下請け会社を経営する小川喜弘さん(53)は放射性廃棄物を処理する「集中環境施設」の建屋4階で非常用バッテリーの点検をしていた。揺れが収まって階段を下りると、すぐに大津波警報が出た。4号機で定期点検中の作業員100人以上と高台に向かって逃げた。1号機の建屋の壁が崩れているのが見えた。
避難所から自宅のある浪江町に戻った時、その光景にがくぜんとした。「人っ子一人いない。これは死の町だ」
http://mainichi.jp/select/jiken/news/20110404ddm010040023000c.html?inb=yt
原子炉の暴走を事前に食い止める「冷却作戦」が官邸、経済産業省原子力安全・保安院、東電のもとで進められた。
対処方針は冷却システムを再起動させるための電源車をバッテリーが切れる7~8時間以内に福島第1原発に集めることだった。電源喪失が午後3時42分。タイムリミットは午後11時前後から12日午前0時前後。時間との闘いだった。ひとまず東電が集めた6台が福島に向かったが、陸路の輸送は困難を極めた。
「福島まで緊急車両は通れるのか」。首相は大畠章宏国土交通相に電話で交通状況を確認。執務室にはホワイトボードが運び込まれ、電源車の現在地が刻々と書き込まれていった。しかし、思わぬ誤算が生じた。
電源を失った1~3号機のうち、最初に危機に陥ったのは2号機だった。当初、原子炉の余熱でタービンを回し、冷却に必要な水を炉内に引き込む「隔離時冷却系」が作動し、炉内の水位を保っていた。
だが、隔離時冷却系が午後8時半に突然止まり、炉心の冷却ができなくなった。このままだと核燃料が出す熱で炉内の水が蒸発し、燃料棒が水面から露出する恐れがあった。水面から出た燃料棒はさらに高温になり、いずれは破損し、核燃料が溶け出してしまう危険があった。
待望の電源車が福島第1原発から約5キロ離れた、国の対応拠点「福島オフサイトセンター」(福島県大熊町)に到着したのは午後9時過ぎ。東北電力から提供された電源車2台だったが、ここでトラブルが発生する。
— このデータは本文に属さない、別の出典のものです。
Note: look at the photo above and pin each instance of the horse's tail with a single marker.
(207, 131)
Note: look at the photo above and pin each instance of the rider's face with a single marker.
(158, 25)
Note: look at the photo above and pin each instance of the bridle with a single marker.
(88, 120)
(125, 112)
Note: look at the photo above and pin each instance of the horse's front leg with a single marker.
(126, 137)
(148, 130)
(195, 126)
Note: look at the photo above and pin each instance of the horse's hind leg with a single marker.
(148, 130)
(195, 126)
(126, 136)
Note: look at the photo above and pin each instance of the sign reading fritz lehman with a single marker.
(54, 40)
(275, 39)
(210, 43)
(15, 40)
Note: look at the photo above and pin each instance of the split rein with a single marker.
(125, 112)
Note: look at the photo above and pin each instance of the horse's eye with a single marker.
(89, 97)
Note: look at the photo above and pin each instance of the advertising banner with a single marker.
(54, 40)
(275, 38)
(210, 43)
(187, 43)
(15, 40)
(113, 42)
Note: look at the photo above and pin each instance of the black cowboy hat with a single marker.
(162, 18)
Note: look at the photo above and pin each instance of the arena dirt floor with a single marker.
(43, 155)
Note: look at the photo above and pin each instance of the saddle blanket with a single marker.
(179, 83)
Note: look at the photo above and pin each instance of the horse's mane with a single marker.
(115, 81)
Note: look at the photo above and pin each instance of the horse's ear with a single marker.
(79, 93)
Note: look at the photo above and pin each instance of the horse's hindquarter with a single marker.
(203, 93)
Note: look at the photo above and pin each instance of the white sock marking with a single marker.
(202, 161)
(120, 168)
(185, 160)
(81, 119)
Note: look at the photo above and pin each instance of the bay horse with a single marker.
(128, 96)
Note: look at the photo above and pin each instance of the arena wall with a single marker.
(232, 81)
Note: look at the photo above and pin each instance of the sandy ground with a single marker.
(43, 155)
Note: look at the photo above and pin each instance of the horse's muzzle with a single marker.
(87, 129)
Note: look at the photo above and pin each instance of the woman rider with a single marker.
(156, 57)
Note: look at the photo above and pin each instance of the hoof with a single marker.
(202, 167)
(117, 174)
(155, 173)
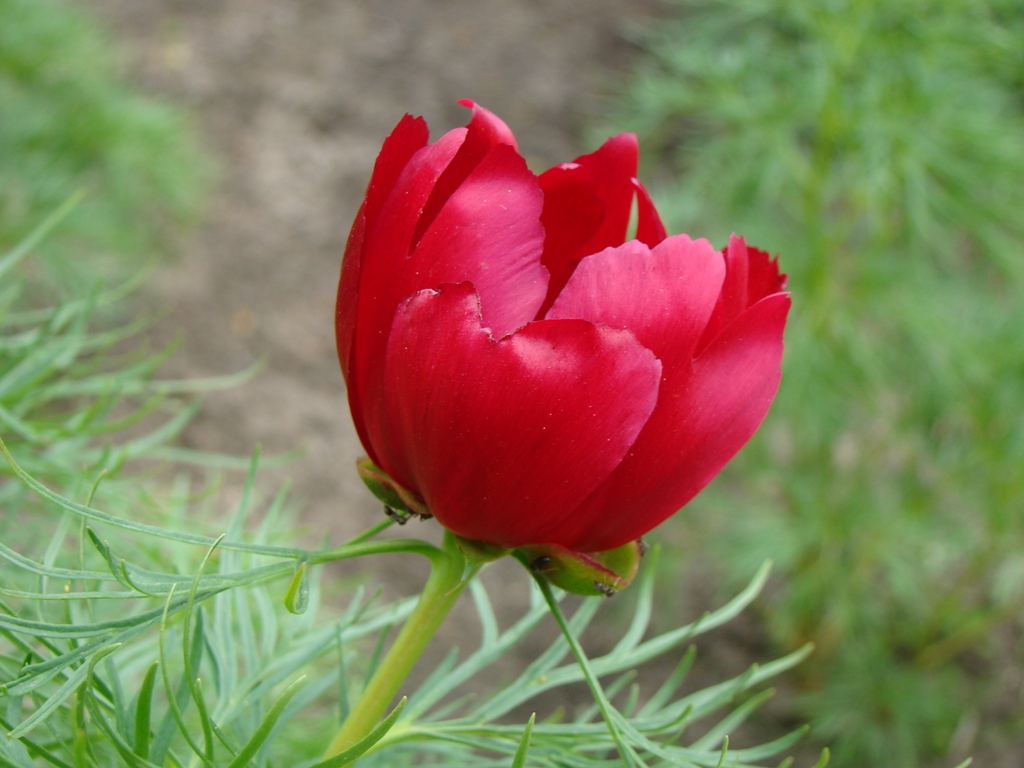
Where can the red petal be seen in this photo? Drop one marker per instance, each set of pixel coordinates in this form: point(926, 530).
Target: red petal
point(408, 137)
point(572, 214)
point(650, 230)
point(613, 166)
point(503, 438)
point(489, 233)
point(699, 424)
point(591, 202)
point(751, 274)
point(665, 295)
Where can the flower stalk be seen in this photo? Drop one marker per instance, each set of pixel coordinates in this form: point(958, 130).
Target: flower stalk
point(450, 572)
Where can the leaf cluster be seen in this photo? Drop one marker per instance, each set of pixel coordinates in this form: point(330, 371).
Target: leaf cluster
point(878, 146)
point(105, 657)
point(71, 122)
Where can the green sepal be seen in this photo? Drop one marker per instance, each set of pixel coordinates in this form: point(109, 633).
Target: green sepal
point(479, 553)
point(391, 494)
point(585, 572)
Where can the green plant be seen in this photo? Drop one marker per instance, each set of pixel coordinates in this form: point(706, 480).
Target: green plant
point(70, 122)
point(877, 144)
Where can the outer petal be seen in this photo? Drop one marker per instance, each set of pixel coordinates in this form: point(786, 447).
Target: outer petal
point(699, 424)
point(665, 295)
point(610, 171)
point(751, 275)
point(484, 132)
point(488, 231)
point(408, 137)
point(613, 166)
point(503, 438)
point(572, 214)
point(650, 230)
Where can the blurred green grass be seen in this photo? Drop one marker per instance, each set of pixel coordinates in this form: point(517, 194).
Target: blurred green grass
point(878, 145)
point(71, 121)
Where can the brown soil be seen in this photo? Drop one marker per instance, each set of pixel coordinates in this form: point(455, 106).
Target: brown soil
point(293, 98)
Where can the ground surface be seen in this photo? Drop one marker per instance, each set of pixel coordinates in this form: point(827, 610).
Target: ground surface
point(294, 98)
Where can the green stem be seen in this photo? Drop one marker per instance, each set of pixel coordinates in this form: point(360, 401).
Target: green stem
point(449, 574)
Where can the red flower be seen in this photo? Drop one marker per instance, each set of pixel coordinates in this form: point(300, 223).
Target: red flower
point(522, 371)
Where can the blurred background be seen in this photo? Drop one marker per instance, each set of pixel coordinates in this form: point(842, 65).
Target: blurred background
point(221, 148)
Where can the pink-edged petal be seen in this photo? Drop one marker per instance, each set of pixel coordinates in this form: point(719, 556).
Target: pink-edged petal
point(489, 233)
point(502, 438)
point(751, 274)
point(698, 425)
point(650, 230)
point(484, 132)
point(664, 295)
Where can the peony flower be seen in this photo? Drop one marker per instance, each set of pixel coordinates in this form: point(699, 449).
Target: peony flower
point(519, 370)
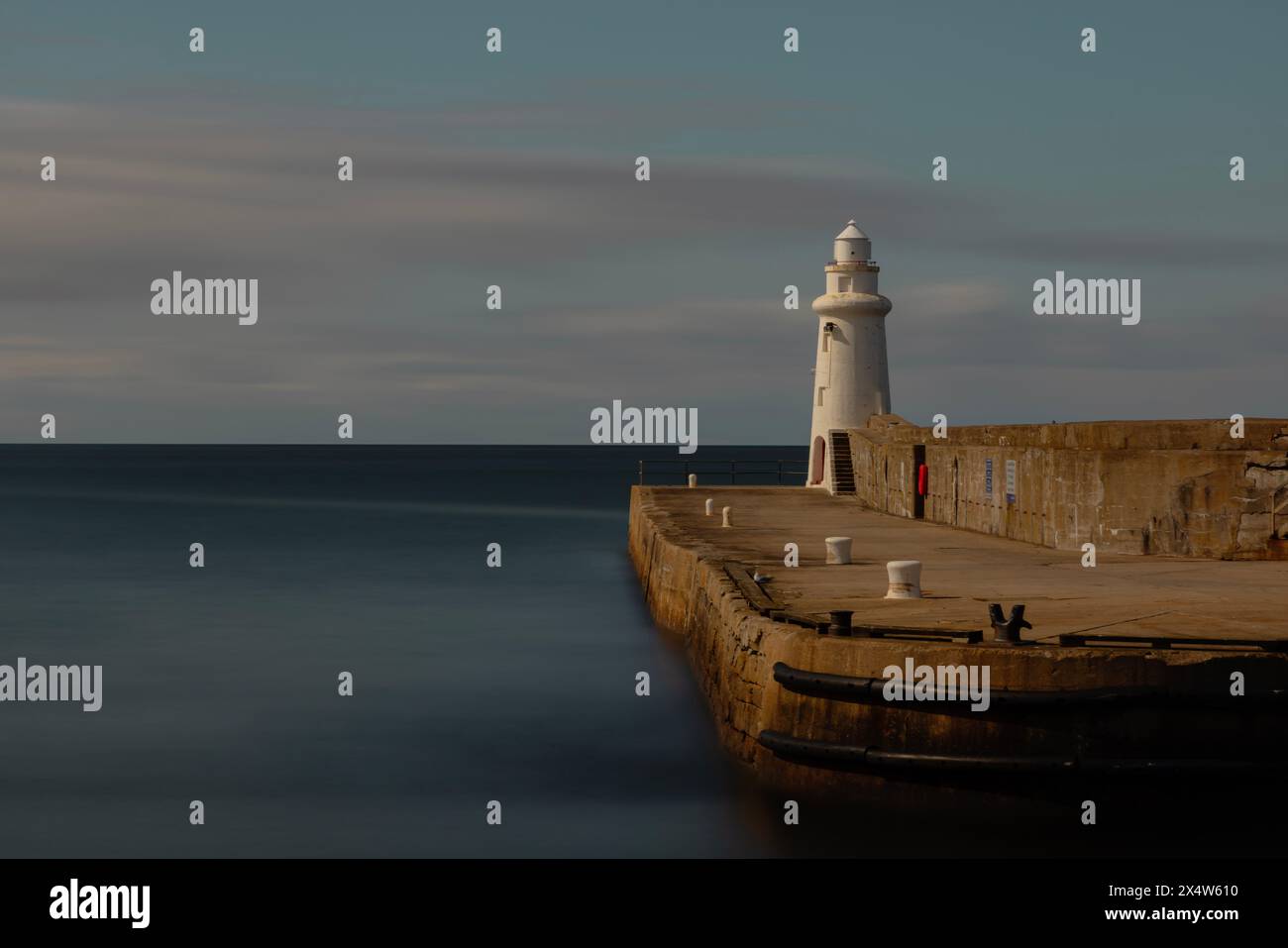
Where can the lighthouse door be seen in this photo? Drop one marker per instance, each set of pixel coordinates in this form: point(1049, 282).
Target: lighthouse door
point(921, 480)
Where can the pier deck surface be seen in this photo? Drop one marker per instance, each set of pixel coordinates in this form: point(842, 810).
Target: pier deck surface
point(964, 571)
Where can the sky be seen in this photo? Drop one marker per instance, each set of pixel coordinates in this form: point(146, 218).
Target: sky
point(518, 168)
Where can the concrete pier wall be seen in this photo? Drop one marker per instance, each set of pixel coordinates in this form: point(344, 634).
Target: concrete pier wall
point(1181, 488)
point(733, 651)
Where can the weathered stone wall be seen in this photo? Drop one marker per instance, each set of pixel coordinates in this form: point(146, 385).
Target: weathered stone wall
point(733, 651)
point(1181, 488)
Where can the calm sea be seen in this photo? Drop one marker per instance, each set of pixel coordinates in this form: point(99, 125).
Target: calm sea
point(472, 685)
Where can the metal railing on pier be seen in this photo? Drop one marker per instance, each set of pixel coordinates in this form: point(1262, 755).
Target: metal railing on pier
point(751, 472)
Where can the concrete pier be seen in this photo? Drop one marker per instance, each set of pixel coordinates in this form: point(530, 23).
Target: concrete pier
point(735, 635)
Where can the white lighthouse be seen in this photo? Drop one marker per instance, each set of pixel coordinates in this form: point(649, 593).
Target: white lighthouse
point(851, 378)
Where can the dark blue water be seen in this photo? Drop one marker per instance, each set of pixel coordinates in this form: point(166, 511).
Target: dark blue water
point(471, 685)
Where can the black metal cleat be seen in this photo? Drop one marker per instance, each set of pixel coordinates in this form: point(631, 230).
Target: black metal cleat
point(1008, 631)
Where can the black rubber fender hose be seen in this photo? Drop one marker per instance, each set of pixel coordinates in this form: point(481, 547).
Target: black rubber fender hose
point(829, 753)
point(871, 690)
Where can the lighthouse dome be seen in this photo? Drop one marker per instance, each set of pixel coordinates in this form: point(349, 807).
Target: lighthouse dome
point(851, 245)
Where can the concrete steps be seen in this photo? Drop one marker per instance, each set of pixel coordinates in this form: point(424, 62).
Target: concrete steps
point(842, 466)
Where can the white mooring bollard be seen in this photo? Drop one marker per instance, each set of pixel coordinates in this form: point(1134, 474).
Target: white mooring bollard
point(905, 579)
point(838, 549)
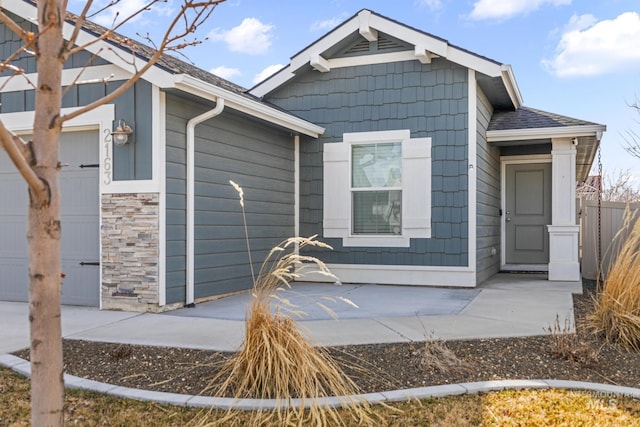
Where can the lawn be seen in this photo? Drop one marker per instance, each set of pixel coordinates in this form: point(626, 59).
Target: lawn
point(524, 407)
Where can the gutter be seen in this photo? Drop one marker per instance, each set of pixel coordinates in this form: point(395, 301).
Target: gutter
point(191, 144)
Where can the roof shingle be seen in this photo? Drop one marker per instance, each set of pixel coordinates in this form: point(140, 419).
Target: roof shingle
point(531, 118)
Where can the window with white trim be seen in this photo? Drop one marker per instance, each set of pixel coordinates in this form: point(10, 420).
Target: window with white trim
point(377, 189)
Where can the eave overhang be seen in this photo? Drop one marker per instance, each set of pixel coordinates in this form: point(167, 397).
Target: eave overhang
point(194, 86)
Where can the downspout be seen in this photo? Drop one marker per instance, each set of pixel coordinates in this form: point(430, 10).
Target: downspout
point(191, 144)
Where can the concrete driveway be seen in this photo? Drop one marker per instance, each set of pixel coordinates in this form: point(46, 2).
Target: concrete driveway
point(506, 305)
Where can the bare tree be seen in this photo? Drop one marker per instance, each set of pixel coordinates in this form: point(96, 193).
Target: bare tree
point(38, 163)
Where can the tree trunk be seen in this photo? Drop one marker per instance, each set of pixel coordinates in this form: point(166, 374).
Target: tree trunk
point(47, 387)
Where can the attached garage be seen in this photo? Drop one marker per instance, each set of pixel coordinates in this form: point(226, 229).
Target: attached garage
point(80, 244)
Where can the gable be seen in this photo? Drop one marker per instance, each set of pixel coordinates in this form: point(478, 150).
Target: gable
point(358, 46)
point(347, 46)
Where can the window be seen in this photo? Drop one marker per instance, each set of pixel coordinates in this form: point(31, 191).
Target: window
point(377, 189)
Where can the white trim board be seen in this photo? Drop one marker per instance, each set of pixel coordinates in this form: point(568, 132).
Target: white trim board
point(159, 115)
point(472, 175)
point(399, 275)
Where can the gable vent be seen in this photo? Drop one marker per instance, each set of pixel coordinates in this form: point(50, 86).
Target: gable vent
point(386, 44)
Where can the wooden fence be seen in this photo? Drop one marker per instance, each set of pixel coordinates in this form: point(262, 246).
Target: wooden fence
point(611, 221)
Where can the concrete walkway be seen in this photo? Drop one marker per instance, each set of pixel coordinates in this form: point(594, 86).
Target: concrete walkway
point(507, 305)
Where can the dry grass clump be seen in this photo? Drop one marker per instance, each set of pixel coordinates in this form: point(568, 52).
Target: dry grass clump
point(571, 346)
point(616, 312)
point(276, 361)
point(435, 354)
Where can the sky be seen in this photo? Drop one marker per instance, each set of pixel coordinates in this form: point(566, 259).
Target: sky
point(579, 58)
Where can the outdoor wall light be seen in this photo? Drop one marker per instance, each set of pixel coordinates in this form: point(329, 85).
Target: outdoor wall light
point(122, 132)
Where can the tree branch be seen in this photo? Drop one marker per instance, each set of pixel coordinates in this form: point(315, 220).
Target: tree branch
point(17, 29)
point(107, 34)
point(21, 157)
point(164, 46)
point(79, 23)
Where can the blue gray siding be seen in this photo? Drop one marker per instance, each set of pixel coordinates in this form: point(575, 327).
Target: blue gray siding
point(228, 147)
point(431, 101)
point(130, 162)
point(488, 196)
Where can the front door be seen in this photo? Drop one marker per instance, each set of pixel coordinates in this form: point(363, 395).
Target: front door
point(527, 213)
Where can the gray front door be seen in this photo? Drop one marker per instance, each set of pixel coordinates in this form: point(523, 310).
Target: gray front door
point(80, 223)
point(528, 212)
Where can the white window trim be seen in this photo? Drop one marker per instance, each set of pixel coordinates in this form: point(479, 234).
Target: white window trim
point(416, 196)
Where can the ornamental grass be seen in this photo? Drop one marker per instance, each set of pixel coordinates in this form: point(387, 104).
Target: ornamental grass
point(276, 361)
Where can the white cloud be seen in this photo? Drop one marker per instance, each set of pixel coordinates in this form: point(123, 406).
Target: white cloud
point(505, 9)
point(433, 5)
point(328, 24)
point(251, 37)
point(124, 9)
point(267, 72)
point(589, 48)
point(226, 72)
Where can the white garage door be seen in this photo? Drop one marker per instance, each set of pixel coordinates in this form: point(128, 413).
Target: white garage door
point(80, 223)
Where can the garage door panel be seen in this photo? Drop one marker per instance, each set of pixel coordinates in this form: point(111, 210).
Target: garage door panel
point(14, 290)
point(80, 223)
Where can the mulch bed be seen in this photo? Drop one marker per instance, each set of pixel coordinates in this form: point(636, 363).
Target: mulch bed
point(376, 367)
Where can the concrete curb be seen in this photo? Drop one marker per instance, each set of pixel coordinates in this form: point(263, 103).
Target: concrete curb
point(23, 367)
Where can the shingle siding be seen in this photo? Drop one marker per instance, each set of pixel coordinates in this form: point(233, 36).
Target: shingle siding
point(488, 196)
point(228, 147)
point(428, 99)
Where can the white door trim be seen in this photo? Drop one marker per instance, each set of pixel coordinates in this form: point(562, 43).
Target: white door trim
point(513, 160)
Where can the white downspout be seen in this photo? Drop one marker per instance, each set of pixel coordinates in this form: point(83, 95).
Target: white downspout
point(191, 144)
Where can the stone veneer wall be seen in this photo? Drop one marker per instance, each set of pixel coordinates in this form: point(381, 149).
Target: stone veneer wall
point(130, 251)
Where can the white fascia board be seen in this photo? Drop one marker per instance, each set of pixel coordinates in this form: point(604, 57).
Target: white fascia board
point(511, 85)
point(89, 75)
point(302, 58)
point(544, 133)
point(256, 109)
point(380, 58)
point(273, 82)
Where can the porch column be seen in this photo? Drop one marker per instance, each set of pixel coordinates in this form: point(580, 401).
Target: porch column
point(564, 263)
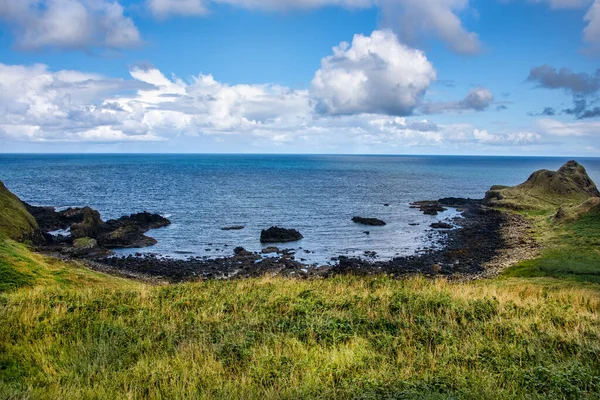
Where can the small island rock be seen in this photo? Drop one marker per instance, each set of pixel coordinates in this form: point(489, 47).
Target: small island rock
point(276, 234)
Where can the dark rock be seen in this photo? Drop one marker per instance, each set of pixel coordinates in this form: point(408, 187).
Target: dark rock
point(233, 228)
point(544, 188)
point(143, 221)
point(91, 225)
point(368, 221)
point(240, 251)
point(128, 231)
point(276, 234)
point(428, 207)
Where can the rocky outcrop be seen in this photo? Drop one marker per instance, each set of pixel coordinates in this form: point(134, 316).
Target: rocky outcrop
point(125, 232)
point(546, 189)
point(233, 228)
point(128, 231)
point(91, 225)
point(368, 221)
point(276, 234)
point(441, 225)
point(428, 207)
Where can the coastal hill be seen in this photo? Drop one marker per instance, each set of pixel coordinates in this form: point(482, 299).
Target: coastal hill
point(544, 190)
point(69, 332)
point(15, 221)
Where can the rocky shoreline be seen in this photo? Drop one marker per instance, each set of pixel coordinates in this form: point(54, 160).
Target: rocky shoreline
point(484, 242)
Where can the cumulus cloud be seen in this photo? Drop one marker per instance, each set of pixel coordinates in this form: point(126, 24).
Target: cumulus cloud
point(69, 24)
point(582, 86)
point(39, 105)
point(578, 129)
point(411, 19)
point(547, 111)
point(575, 83)
point(415, 18)
point(591, 33)
point(373, 74)
point(166, 8)
point(478, 99)
point(513, 138)
point(564, 4)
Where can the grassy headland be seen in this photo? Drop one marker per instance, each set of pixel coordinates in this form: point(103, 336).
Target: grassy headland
point(67, 332)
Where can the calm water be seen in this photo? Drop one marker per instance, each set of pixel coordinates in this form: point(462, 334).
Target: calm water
point(317, 195)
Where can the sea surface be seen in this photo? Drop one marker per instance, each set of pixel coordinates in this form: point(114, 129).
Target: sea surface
point(318, 195)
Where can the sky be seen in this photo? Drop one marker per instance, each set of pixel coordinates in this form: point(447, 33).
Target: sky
point(464, 77)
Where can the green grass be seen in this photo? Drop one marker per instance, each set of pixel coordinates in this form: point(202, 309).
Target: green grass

電源車が高電圧だったため接続に必要な低圧ケーブルが用意されていなかったのだ。つなぎ口も津波で浸水していた。午後9時20分には福島オフサイトセンターの非常用電源が切れた。東電社員を含む職員ら15人は隣接する福島県原子力センターに移動したが、ファクス1台。パソコンはなかった。
http://mainichi.jp/select/jiken/news/20110404ddm010040035000c.html
以上 引用終わり
毎日新聞 2011年4月4日 東京朝刊
以上のように、まず、東京電力のトップが不在で決断が遅れたことが判明した。
災害に対する備えが全くなっていなかった。
菅直人は、もともと原発ファミリーではない(実は初めての首相)ので、東電の言うことを信用しないで、他の学者の助言を聞いた。
なるほどね。。
ま、東京電力と原発の問題を一度でも考えたことのある人なら、そうするでしょう。
東京電力が言っている原発の安全性の話は、ほぼ嘘ですから。
で、一方、原発政策を押し進めてきた原発利権の親玉の読売新聞は、菅直人首相を外して大連立にするとか、原発現状維持が世間の46%で最多とか、工作情報を垂れ流しております。
そんなわけないだろ。原発がこのままで良いわけないじゃないか。
そして、今まで原発行政を続けてきた奴らは責任取れよ。
国会議員で言うなら自民党と、民主党内に居る旧自民党や民社党の多くの人達は、責任取るべきだ。
原発押し進めてきたわけじゃない菅直人に責任なすりつけて辞めさせて大連立って、そりゃおかしいだろ。